Establishing a Fund

Contributions to the Foundation of the Jewish Federation of New Hampshire can be made today or in the future. Outright donations of cash, stock, insurance or real estate can be used to establish a current, named endowment fund. A deferred gift, from which the donor or any other beneficiary receives income for life, can also be made. A common way to contribute, of course, is through a bequest in a will and we have established a PACE Program to acknowledge those people who have made such provisions for the Foundation. The minimum gift, whether current or deferred, today or tomorrow, is $5,000 so as to encourage every member of the New Hampshire Jewish community to participate with us.

The purpose of an endowment fund can be broad or specific. Donors can support general community needs, a particular interest or an agency. One of our various fund types — unrestricted, restricted, or philanthropic — should meet the charitable goals of every member of our Jewish community.
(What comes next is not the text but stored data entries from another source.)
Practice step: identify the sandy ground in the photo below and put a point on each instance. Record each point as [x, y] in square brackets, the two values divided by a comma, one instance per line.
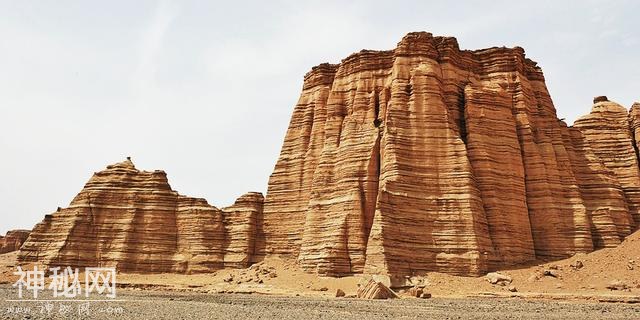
[277, 285]
[135, 304]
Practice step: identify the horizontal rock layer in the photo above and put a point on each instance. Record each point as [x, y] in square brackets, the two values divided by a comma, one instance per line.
[13, 240]
[431, 158]
[132, 220]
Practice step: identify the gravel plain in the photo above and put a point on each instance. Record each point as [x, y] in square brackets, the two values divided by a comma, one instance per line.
[147, 304]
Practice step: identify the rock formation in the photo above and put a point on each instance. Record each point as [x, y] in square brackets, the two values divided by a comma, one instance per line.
[431, 158]
[372, 289]
[13, 240]
[132, 220]
[396, 163]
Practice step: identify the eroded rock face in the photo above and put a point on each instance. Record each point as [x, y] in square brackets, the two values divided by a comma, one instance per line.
[13, 240]
[132, 220]
[431, 158]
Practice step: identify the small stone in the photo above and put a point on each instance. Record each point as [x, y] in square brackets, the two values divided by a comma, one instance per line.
[497, 278]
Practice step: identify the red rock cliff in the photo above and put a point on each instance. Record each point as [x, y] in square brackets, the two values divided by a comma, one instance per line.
[13, 240]
[132, 220]
[431, 158]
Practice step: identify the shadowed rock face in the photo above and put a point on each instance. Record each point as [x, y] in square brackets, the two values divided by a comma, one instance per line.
[431, 158]
[132, 220]
[13, 240]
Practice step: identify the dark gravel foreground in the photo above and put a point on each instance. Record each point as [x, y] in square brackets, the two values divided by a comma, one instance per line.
[170, 305]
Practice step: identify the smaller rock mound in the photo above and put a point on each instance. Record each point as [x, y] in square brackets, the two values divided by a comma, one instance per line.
[375, 290]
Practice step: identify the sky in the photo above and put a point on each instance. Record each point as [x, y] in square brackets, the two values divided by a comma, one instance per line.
[204, 89]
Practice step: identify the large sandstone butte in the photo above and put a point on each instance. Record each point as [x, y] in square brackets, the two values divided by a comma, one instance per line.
[13, 240]
[431, 158]
[422, 158]
[132, 220]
All of our funds are named by the donor and will remain in the New Hampshire Jewish community in perpetuity.

There are several steps to establishing an Endowment Fund with the Foundation:

  1. Determine the asset to be donated.
  2. Decide the timing of the gift — today or tomorrow.
  3. Identify the appropriate vehicle for making the gift.
  4. Decide the purpose of the gift.
  5. Assign a name to the endowment fund.
  6. Consult with a professional advisor and/or the staff of the Foundation of the Jewish Federation of New Hampshire.

Determine the asset to be donated

The Foundation accepts cash, appreciated stock and shares in a mutual fund, life insurance, Israel Bonds, real estate and personal property such as antiques and jewelry. The Foundation can also be named as a beneficiary of a retirement plan. Some of these assets are more appropriately used for one kind of gift than another.

Decide the timing of the gift-- Today or Tomorrow

In both cases, the donor leaves a lasting legacy within the Jewish Community of New Hampshire.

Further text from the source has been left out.